28 janvier 2015

COLLÈGES/LYCÉES

Pondération des heures d’enseignement en lycée : Vigilance sur les modalités d’application !

Le décret n°2014-940 du 20/08/2014 relatif aux obligations de service des enseignants entrera en vigueur au 1er Septembre 2015, (à l’exception des dispositions relatives au décompte des maxima de service dans les établissements relevant de l’éducation prioritaire qui sont entrées en vigueur à la rentrée 2014).

Désormais, toutes les heures effectuées avec les élèves, inscrite à l’emploi du temps et consignées dans la ventilation de service (cours, groupe, TP, TD, TPE, AP, soutien, etc …) comptent pour une heure d’enseignement et ouvrent droit à la pondération. Plus aucune distinction n’est faite entre les différentes heures (les notions anciennes d’« heures parallèles », de cours en demi-groupe disparaissent.)

Ce décret acte la disparition des heures de premières chaires au lycée et leur remplacement par des pondérations pour les classes de 1re et Tale.

Selon l’article 6 :

« (…) chaque heure d’enseignement réalisée (…) dans le cycle terminal de la voie générale et technologique, pour le décompte des maxima de service (…) est affectée d’un coefficient de pondération de 1,1. Le service d’enseignement ne peut pas du fait de cette pondération, être réduit de plus d’une heure (…) »

Exemple n°1 : certifié effectuant 17,5h devant élèves dont 5h en 1re ou Terminale et 12,5h en seconde :

Ici le maximum de service serait atteint (12,5h + 5h x 1,1 = 18h). Il peut être imposé à cet enseignant au maximum une heure supplémentaire en seconde, mais pas en 1re ou Terminale car son service passerait alors à 19,1h (attention, s’il l’accepte cette heure supplémentaire, il aura droit à 1,1 HSA).

Exemple n°2 : agrégé effectuant 15h devant élèves dont 6h en classes de 1re ou Terminale et 9h en seconde :

Ici, le service serait de 15,6h (9h + 6h x 1,1 = 15,6h) et donne lieu à 0,6 HSA. On ne peut donc lui imposer au maximum que 0,4 HSA, et pas 1 heure supplémentaire pleine car son service serait alors supérieur à 16h.

Selon l’article 7 :
« (…) chaque heure d’enseignement réalisée dans une section de technicien supérieur ou dans une formation technique supérieure assimilée, pour le décompte des maxima de service, est affectée d’un coefficient de pondération de 1,25. »
Remarque : ici la réduction de service n’est pas limitée à une heure.

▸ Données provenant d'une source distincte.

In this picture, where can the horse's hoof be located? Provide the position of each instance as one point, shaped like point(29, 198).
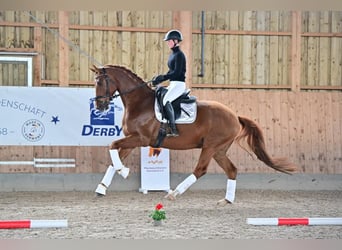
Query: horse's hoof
point(101, 190)
point(97, 195)
point(223, 202)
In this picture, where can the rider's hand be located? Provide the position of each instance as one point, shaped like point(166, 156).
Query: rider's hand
point(158, 79)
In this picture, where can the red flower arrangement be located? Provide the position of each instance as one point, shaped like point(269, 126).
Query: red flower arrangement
point(158, 213)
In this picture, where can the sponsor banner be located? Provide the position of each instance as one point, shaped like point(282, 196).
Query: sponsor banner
point(56, 116)
point(155, 169)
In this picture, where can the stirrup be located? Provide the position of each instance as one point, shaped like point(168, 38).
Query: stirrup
point(172, 133)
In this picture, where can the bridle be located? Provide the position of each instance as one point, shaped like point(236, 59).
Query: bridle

Exemple : agrégé avec 12h devant élèves en BTS :

Ici le maximum de service est atteint (12h x 1,25 = 15h). Il peut lui être imposé une heure supplémentaire en seconde mais pas en BTS car son service passerait alors à 13h x 1,25 = 16,25h, s’il l’accepte cependant, il sera payé 1,25 HSA.

Le ministère veut limiter la pondération au maximum hebdomadaire de service. Les HSA en BTS ne seraient donc pas pondérées. Le SNES conteste cette lecture restrictive du décret et demande la pondération sans limitation.

Les enseignants effectuant certaines missions particulières (gestion de laboratoire, TICE …) percevront désormais des indemnités à la place d’heures de décharges statutaires. Le montant de ces indemnités n’est pas encore connu et sera fixé par décret (non encore promulgué). Il faut d’ores et déjà exiger dans les établissement la transparence sur ce qui était versé dès cette année en HSE et HSA pour rémunérer ces missions et être ainsi en capacité d’évaluer les besoins.

Le SNES FSU revendique :

- d’étendre le bénéfice de la pondération du cycle terminal aux professeurs de lettres exerçant en classe de seconde pour prendre en compte le fait que l’épreuve de Français est anticipée. Seule la FSU a voté pour cet amendement qu’elle proposait au Comité Technique Ministériel, tous les autres syndicats se sont abstenus.

- d’élever la pondération en cycle terminal à 1,17 et celle en BTS à 1,3 dans l’objectif que tout collègue bénéficiant actuellement de l’heure de première chaire la retrouve (dès 6h en cycle terminal). A cet amendement présenté par la FSU au Comité Technique Ministériel, tous les syndicats ont voté « pour » à l’exception de FO qui s’est abstenu.